Safwene Grira
03 Octobre 2016•Mise à jour: 04 Octobre 2016
AA/ Libreville/ Jean-Yves Ntoutoume
Le Premier ministre gabonais a dévoilé la liste de son "gouvernement d'ouverture", qui comprend quelques figures de l'opposition, à l'exclusion toutefois de ses poids lourds qui ne reconnaissent pas la réélection du président Ali Bongo.
Avec quarante membres, le nouveau gouvernement annoncé, dimanche soir dans un point de presse, par le Premier ministre chef du gouvernement, Emmanuel Issozet Ngondet, a également vu la confirmation de proches du président Ali Bongo dans des postes clés.
La Défense échoit, ainsi, à Etienne Massard Makaga, également secrétaire général de la présidence de la République, les Affaires étrangères reviennent à Pacôme Moubelet Boubeya, ancien ministre de l'Intérieur, et le Pétrole et les Hydrocarbures à Etienne Dieudonné Ngoubou, confirmé à son poste.
"L'ouverture" prônée par le chef du gouvernement Emmanuel Issozet Ngondet s'est matérialisée avec la nomination de l'ancien candidat à la présidentielle, Bruno Ben Moumbamba, comme vice-Premier ministre, en charge de l'urbanisme et du logement social.
Cet ancien opposant, arrivé loin derrière Jean Ping dans le scrutin du 27 août dernier, est le numéro 2 du gouvernement selon l'ordre protocolaire.

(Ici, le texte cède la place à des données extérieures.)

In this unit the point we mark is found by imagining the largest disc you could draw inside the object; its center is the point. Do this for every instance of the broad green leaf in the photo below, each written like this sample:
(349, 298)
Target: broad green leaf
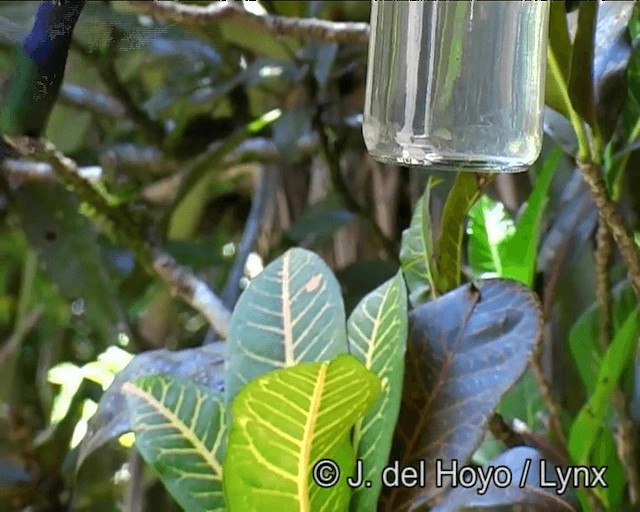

L'autre entrée fortement remarquée est celle d'Estelle Ondo, jusque-là, vice-présidente de l'Union nationale, le plus grand parti de l'opposition. Le candidat de ce parti, Casimir Oye Mba, s'était pourtant rallié à la candidature présidentielle de Jean Ping.
"Elle est au gouvernement à son compte personnel et non au nom du parti" a commenté dans une déclaration à Anadolu un cadre du parti après la publication du nouveau gouvernement.
Un autre candidat malheureux, Pierre Claver Maganga Moussavou, du parti socialiste démocrate (PSD) a vu l'entrée de son fils dans le nouveau gouvernement. Lui-même cadre du PSD, Biendy Maganga Moussavou a été nommé ministre des petites et moyennes entreprises.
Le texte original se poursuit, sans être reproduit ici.